Exact same issue here, man. I took one look at this process (or at least a very similar one) in my textbook and it made little to no sense. Once I saw this video, the process became crystal clear. I know that the formal notation is mathematically correct, but it's usually not the best way to demonstrate a concept for the first time.
This is most stupendous indeed, I was struggling with this conceptually for some time before stumbling across this video. I appreciate you for taking the time to curate these works! Excellent example and explanation.
The difference is you did not sleep during this video AND of course it was your professor's fault for not being able to keep you awake. Be accountable for your own learning outcomes rather than blaming others.
Thank you for this! other video's I've seen just completely skip steps or don't explain. Can't get a meeting with my teacher for a few days (online learning) and the book didn't explain any of the random jumping it was doing (didn't do steps, just jumped to the "solved" part). Now I can actually practice lol.
I was looking for modular exponentiation explanation all over youtube and it all pretty much was garbage. Thank you for actually explaining things ffs :)
Wouldn't it be faster to first perform a modular division using the same value (50) on the exponent? 2^(200 mod 50) = 2^0 = 1 Or is this just a coincidence?

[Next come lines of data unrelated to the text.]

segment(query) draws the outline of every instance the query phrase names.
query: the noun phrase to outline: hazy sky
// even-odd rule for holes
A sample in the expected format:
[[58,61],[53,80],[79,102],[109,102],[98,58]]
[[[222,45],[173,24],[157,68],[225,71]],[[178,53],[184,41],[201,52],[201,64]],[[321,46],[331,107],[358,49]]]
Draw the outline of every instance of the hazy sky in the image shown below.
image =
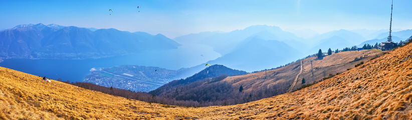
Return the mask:
[[[0,0],[0,30],[43,23],[161,33],[173,38],[255,24],[319,32],[389,27],[390,0]],[[393,2],[393,28],[412,28],[412,0]],[[137,6],[141,6],[138,12]],[[114,12],[110,13],[109,9]],[[109,14],[111,14],[111,16]]]

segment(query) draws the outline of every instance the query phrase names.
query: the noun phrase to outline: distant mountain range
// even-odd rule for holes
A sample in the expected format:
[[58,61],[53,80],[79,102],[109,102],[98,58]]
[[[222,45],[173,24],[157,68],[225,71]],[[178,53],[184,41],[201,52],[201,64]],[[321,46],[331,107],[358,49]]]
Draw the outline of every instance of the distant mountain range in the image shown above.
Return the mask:
[[[394,40],[407,38],[412,35],[411,30],[394,32]],[[171,40],[161,34],[114,28],[22,24],[0,32],[0,58],[86,59],[140,52],[144,54],[138,55],[138,58],[154,60],[142,60],[137,65],[172,70],[186,68],[181,70],[191,71],[185,72],[191,74],[201,70],[204,63],[251,72],[283,65],[319,49],[342,50],[361,44],[377,34],[384,36],[367,42],[374,44],[386,40],[381,39],[387,36],[384,31],[340,30],[321,34],[312,33],[312,37],[305,39],[278,26],[256,25],[230,32],[204,32]]]
[[57,24],[21,24],[0,32],[0,58],[83,59],[174,49],[180,46],[158,34],[114,28],[94,32]]

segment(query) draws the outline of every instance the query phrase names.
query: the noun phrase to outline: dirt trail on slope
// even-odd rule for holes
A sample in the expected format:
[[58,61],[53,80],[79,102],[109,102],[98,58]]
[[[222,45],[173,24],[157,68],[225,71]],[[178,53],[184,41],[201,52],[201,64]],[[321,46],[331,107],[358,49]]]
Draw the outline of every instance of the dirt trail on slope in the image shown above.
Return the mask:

This video is so thorough and one of the better ones I have come across but that screen flicker practically ruins it for me, it is really dizzying by the end. Such a shame! Thanks for taking the time to put this together otherwise, my book cannot nearly present this concept in such a clean fashion as you have here.
Ok that is kinda obvious but i have an exam soon where i will have to calculate 30 of such numbers without using calculator, and it has to take max 10 min because it's one of 18 excersises on that exam. How do i go about solving for example 33^350 mod 7 in 20 seconds, using only pen and paper?
Would have liked the video if it wasnt for the flickering. Please use a better screen cast cause you teach really well and that shouldnt be spoiled by some flickering screen.
+Jeffry Yapin No, you don't need the 128, because 120 = 64+32+16+8 (binary 1111000). In general, you only need up to the power of two that's less than the required exponent.